First Nations Online Casino Launch Results in Legal Fight

Written By Janice Doughtrey

Former First Nations chief Bernard Shepherd is not afraid to take on the law.  In the early 1990s he opened the First Nations White Bear casino, which quickly was raided by the RCMP.  After lengthy negotiations with the Saskatchewan government and the Federation of Saskatchewan Indian Nations (FSIN), the 1995 Gaming Framework Agreement made it legal for First Nations to operate casinos on their lands.  Since that agreement, six First Nations casinos have been established throughout Saskatchewan.  Now Shepherd has decided to test the legal limits once again, this time by launching the Northern Bear online casino in White Bear.

However, history is repeating itself as the Saskatchewan government has referred the matter to the RCMP for investigation.  The province has not authorized the online casino, which is required under Canadian gaming law, but Shepherd argues there is a loophole to that law.  He says because the casino operates through servers on the British Virgin Islands with the support of the GEObet online gaming network, he and First Nations communities are within their legal rights.

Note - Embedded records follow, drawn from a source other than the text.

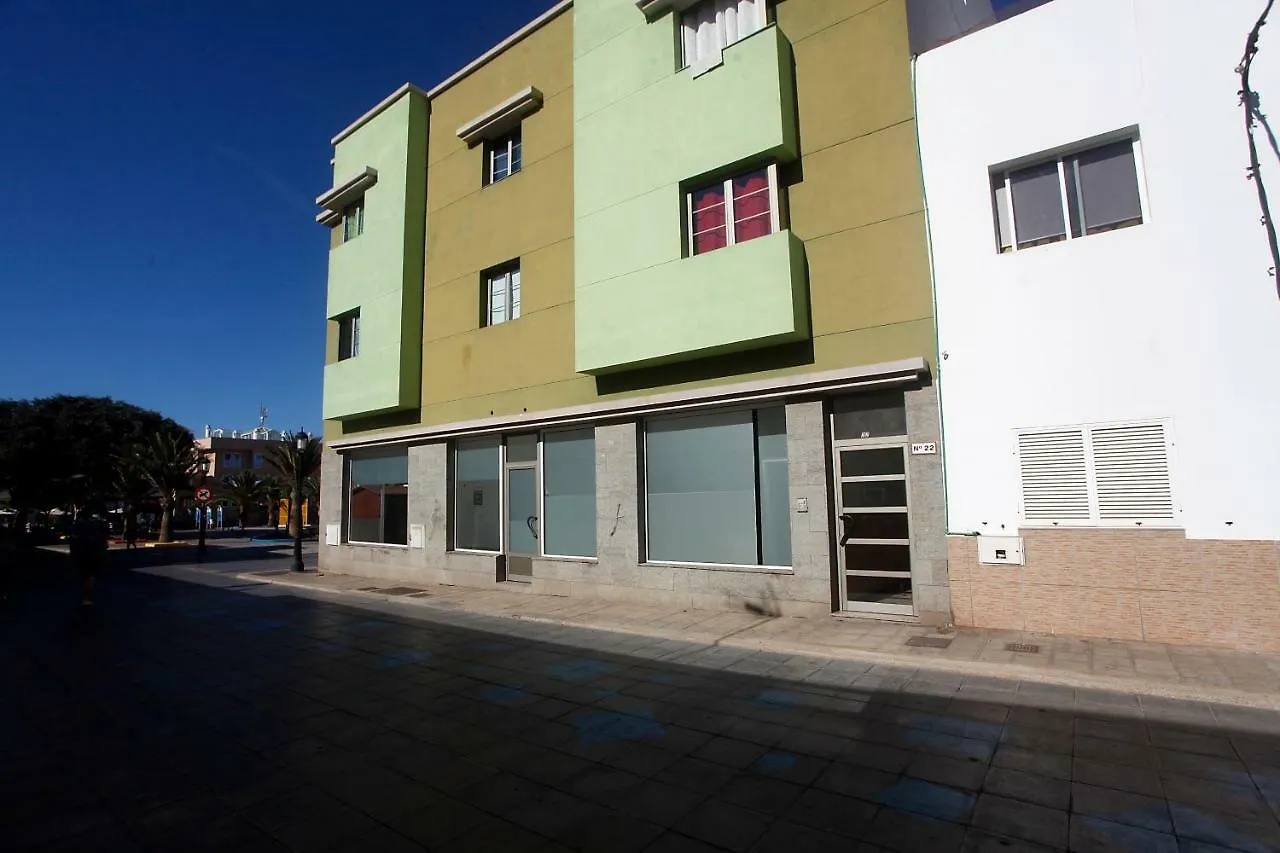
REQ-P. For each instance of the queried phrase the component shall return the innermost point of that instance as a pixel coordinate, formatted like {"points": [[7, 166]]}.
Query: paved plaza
{"points": [[236, 715]]}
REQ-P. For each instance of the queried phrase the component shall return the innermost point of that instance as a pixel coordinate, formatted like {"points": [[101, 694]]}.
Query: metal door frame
{"points": [[837, 503], [535, 465]]}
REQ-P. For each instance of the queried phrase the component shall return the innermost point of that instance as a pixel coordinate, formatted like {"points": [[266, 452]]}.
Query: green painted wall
{"points": [[644, 132], [380, 272]]}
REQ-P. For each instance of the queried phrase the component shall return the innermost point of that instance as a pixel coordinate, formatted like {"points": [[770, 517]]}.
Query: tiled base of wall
{"points": [[1125, 584]]}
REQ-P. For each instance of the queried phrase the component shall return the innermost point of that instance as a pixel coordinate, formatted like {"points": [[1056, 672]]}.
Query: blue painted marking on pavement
{"points": [[776, 699], [260, 625], [1192, 822], [396, 660], [583, 669], [501, 694], [950, 744], [928, 799], [607, 726], [775, 762], [493, 646]]}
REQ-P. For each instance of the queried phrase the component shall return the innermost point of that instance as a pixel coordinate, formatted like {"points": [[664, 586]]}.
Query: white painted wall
{"points": [[1171, 319]]}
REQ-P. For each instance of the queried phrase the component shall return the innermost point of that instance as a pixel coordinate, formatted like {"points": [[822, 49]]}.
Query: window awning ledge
{"points": [[656, 8], [343, 195], [501, 118]]}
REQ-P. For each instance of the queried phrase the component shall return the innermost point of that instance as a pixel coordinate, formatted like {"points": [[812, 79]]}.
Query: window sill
{"points": [[722, 566], [560, 559]]}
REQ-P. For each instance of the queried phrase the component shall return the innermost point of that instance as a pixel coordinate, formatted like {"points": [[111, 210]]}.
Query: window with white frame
{"points": [[378, 497], [502, 293], [709, 27], [734, 210], [348, 336], [353, 220], [1104, 474], [502, 156], [717, 489], [1070, 196]]}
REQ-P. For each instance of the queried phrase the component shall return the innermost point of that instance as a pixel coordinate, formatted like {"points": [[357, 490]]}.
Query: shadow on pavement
{"points": [[174, 716]]}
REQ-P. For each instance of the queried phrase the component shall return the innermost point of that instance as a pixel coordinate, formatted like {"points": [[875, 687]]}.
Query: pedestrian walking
{"points": [[88, 542], [131, 528]]}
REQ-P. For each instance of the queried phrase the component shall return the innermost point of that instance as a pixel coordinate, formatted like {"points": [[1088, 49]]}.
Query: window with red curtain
{"points": [[709, 227], [732, 211], [752, 214]]}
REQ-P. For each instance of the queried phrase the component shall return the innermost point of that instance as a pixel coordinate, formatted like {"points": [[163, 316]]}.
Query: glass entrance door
{"points": [[873, 528], [521, 516]]}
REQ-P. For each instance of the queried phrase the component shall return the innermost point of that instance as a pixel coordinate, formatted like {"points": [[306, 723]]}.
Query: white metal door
{"points": [[873, 528]]}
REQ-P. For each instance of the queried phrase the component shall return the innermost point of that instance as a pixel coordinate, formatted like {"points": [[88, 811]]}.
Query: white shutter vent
{"points": [[1130, 466], [1055, 480]]}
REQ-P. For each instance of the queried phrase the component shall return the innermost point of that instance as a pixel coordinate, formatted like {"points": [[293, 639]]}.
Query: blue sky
{"points": [[160, 165]]}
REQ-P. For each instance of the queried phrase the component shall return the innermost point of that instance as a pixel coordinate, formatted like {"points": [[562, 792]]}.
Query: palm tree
{"points": [[245, 491], [168, 460], [296, 465], [274, 489]]}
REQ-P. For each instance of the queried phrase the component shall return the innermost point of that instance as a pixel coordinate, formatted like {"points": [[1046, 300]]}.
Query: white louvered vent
{"points": [[1055, 479], [1130, 468]]}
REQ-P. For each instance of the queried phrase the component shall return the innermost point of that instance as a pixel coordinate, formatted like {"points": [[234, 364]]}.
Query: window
{"points": [[353, 220], [502, 156], [1066, 197], [716, 488], [378, 496], [712, 26], [502, 295], [568, 493], [734, 210], [1105, 474], [476, 500], [348, 336]]}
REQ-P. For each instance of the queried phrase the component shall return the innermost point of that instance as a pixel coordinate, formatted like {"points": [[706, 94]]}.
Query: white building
{"points": [[1109, 331]]}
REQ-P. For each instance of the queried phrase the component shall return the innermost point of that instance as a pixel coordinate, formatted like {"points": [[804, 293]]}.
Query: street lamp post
{"points": [[202, 510], [301, 438]]}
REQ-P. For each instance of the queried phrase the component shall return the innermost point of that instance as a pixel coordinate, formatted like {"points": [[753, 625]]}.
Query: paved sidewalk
{"points": [[1153, 669], [237, 715]]}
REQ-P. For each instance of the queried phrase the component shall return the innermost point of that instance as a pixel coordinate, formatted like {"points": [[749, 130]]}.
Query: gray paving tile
{"points": [[1097, 835]]}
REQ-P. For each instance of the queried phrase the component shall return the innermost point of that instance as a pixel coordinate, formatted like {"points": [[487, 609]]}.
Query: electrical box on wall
{"points": [[1000, 551]]}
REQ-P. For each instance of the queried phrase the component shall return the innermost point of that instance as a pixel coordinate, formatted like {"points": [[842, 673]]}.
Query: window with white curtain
{"points": [[712, 26], [502, 295]]}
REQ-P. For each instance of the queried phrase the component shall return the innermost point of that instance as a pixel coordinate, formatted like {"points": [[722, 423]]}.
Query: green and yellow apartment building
{"points": [[636, 306]]}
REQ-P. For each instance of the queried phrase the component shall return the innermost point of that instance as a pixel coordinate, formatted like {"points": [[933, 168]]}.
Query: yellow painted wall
{"points": [[855, 200]]}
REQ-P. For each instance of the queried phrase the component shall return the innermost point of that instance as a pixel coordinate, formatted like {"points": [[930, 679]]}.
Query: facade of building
{"points": [[936, 310], [638, 306], [1107, 324]]}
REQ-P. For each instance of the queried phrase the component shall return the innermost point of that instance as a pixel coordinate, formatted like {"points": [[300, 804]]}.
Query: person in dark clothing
{"points": [[131, 528], [88, 542]]}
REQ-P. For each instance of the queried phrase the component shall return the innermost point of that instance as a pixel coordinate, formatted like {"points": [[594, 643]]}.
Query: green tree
{"points": [[168, 460], [274, 489], [65, 451], [245, 491], [296, 465]]}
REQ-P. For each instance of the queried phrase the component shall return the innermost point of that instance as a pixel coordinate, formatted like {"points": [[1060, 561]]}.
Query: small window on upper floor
{"points": [[709, 27], [348, 336], [353, 220], [502, 156], [502, 293], [735, 210], [1079, 194]]}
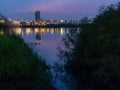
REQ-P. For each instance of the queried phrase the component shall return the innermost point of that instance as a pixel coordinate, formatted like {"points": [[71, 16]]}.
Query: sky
{"points": [[52, 9]]}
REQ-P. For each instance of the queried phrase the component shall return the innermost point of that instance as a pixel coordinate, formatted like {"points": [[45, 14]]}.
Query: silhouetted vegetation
{"points": [[20, 69], [93, 55]]}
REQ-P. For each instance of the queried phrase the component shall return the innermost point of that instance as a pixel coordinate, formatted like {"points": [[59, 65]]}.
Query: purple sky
{"points": [[52, 9]]}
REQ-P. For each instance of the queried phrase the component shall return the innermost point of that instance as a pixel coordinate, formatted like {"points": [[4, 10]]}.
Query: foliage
{"points": [[92, 55], [20, 69]]}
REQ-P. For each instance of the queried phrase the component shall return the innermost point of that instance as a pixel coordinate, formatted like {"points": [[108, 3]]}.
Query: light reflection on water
{"points": [[44, 41]]}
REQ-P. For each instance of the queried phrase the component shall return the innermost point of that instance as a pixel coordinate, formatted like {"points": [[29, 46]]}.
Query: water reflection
{"points": [[43, 41]]}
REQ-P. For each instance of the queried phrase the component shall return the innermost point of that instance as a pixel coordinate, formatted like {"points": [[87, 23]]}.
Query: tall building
{"points": [[37, 16]]}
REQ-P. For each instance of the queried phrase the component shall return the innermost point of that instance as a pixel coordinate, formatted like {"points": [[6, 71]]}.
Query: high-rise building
{"points": [[37, 16]]}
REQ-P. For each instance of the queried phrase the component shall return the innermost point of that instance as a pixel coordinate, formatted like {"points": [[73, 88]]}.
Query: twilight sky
{"points": [[52, 9]]}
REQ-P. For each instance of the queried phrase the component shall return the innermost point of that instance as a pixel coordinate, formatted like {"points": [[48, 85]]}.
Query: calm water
{"points": [[44, 42]]}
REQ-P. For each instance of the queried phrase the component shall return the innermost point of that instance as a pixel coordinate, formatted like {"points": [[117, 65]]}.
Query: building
{"points": [[37, 16]]}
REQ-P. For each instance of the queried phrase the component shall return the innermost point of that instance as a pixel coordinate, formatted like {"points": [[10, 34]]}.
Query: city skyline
{"points": [[52, 9]]}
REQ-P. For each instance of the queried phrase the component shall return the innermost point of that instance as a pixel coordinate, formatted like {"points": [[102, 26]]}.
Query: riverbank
{"points": [[20, 68]]}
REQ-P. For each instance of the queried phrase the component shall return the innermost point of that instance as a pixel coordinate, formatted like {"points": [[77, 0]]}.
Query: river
{"points": [[44, 42]]}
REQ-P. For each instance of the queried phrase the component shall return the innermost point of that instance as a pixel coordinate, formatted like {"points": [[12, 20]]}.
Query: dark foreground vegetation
{"points": [[93, 55], [20, 69]]}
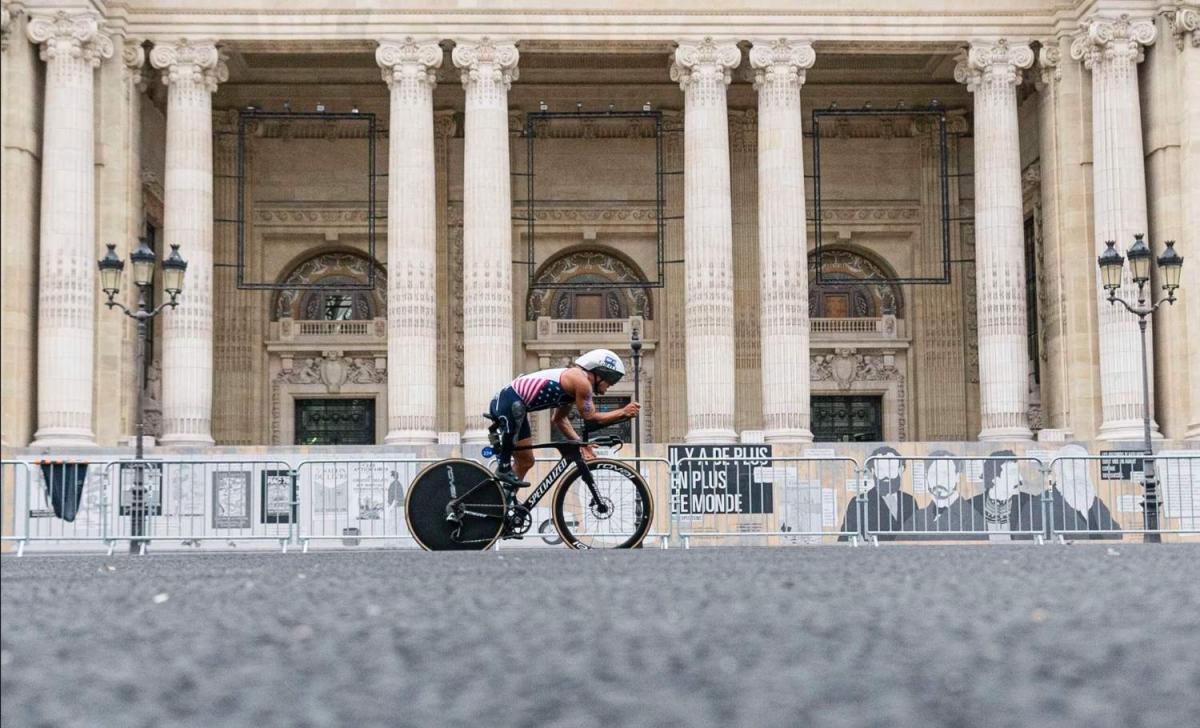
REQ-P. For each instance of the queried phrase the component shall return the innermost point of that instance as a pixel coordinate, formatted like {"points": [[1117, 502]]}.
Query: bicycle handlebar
{"points": [[601, 441]]}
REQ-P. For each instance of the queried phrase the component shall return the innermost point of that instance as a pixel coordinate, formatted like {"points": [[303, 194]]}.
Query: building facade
{"points": [[822, 221]]}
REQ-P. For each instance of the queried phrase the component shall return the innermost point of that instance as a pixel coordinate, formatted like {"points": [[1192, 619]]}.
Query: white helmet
{"points": [[604, 364]]}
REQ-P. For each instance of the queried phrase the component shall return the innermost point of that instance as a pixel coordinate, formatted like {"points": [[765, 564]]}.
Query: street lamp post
{"points": [[173, 269], [635, 346], [1111, 269]]}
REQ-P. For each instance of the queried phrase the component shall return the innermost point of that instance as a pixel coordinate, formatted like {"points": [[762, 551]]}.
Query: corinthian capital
{"points": [[486, 60], [1105, 40], [1049, 60], [190, 61], [705, 61], [63, 36], [781, 60], [993, 64], [409, 60], [1185, 22]]}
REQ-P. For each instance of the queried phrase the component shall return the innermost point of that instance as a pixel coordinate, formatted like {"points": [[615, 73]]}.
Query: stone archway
{"points": [[331, 269], [859, 284], [598, 270]]}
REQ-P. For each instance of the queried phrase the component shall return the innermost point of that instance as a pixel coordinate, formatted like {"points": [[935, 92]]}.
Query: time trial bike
{"points": [[460, 505]]}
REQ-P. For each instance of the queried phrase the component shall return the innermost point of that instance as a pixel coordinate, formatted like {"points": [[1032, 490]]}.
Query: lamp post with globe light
{"points": [[111, 269], [1111, 270]]}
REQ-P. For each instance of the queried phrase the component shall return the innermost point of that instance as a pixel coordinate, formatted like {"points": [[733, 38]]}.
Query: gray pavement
{"points": [[1097, 636]]}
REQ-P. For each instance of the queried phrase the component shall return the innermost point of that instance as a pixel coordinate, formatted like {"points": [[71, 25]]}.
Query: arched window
{"points": [[859, 288], [593, 272], [333, 304]]}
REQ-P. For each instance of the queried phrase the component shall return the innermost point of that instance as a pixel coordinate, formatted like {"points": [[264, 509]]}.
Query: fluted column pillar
{"points": [[1111, 50], [489, 68], [703, 71], [1186, 26], [991, 72], [409, 71], [783, 246], [72, 47], [191, 71]]}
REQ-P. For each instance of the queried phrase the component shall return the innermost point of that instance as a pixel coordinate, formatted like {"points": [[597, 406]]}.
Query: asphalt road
{"points": [[988, 636]]}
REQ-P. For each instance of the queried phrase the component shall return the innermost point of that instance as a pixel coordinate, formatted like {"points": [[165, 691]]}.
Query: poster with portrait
{"points": [[231, 499], [279, 493], [151, 481]]}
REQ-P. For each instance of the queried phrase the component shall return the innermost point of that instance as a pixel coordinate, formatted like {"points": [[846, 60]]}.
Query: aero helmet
{"points": [[604, 364]]}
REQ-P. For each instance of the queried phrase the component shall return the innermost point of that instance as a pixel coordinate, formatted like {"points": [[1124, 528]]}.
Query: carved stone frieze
{"points": [[585, 266], [333, 369], [845, 367]]}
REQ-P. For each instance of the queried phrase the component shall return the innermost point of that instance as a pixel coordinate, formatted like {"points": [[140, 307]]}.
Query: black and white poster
{"points": [[151, 483], [231, 499], [723, 479], [279, 492]]}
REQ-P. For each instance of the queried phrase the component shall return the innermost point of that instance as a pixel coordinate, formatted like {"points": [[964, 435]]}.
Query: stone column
{"points": [[409, 71], [489, 68], [703, 70], [72, 47], [1111, 50], [783, 246], [1186, 26], [991, 72], [191, 71]]}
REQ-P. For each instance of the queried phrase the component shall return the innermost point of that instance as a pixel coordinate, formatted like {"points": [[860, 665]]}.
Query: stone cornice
{"points": [[646, 22]]}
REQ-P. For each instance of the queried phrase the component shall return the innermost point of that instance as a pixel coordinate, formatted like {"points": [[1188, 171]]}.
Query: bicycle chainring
{"points": [[601, 510], [520, 519]]}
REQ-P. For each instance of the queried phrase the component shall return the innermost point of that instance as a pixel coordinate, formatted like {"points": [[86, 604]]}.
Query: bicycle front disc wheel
{"points": [[474, 525], [618, 515]]}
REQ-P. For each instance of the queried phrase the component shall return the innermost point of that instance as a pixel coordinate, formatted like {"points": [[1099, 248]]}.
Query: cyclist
{"points": [[591, 374]]}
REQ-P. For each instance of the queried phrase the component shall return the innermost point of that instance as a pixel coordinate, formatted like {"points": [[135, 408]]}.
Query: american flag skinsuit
{"points": [[541, 390]]}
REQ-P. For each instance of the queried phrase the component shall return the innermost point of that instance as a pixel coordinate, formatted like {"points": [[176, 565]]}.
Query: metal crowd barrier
{"points": [[355, 501], [697, 500], [941, 497], [187, 503], [1104, 495], [783, 499], [15, 487]]}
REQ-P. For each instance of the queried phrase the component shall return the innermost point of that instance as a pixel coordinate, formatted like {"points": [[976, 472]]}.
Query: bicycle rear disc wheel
{"points": [[433, 488], [619, 519]]}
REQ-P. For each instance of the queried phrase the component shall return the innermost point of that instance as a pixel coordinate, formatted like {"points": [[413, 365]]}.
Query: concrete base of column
{"points": [[474, 437], [787, 435], [1006, 433], [411, 437], [714, 437], [1127, 431], [64, 437], [186, 440]]}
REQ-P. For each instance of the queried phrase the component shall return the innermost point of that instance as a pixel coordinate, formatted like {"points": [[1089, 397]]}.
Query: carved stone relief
{"points": [[588, 266]]}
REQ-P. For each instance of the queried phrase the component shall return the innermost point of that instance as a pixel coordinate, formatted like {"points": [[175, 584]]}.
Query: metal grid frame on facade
{"points": [[945, 184], [660, 218], [251, 115]]}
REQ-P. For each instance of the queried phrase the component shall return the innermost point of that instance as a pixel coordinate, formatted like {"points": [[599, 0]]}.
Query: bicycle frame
{"points": [[570, 455]]}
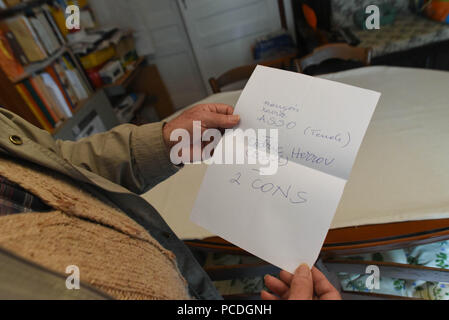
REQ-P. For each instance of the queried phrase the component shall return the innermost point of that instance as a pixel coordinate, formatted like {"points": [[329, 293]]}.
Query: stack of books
{"points": [[53, 94], [34, 56], [28, 39]]}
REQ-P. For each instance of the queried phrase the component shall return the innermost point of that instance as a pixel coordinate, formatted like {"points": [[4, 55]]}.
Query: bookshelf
{"points": [[18, 102], [22, 90], [6, 13]]}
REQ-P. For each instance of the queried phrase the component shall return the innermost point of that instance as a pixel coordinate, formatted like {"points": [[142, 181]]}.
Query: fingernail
{"points": [[304, 269]]}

Shepherd says he is fighting for the rights and prosperity of First Nations communities.  He argues that because online gambling has become such a profitable and popular industry over the last few years, casinos on First Nations lands have been losing money.  As a result, he believes it is time for First Nations to become a part of this industry.

The provincial courts say the matter is very serious and very divisive.  But Don Morgan, spokesperson for Justice Minister Gord Wyant, says the province of Saskatchewan plans to control and regulate gambling.

“It’s problematic for the government to see an operation that’s not operated in that framework, so we’ll have to look very carefully.”

However, the province has ruled against any provincially regulated online gambling sites, arguing there will be increased problem gambling cases if approval is granted.  This refusal to get involved will further complicate First Nations moving forward with online gaming domains.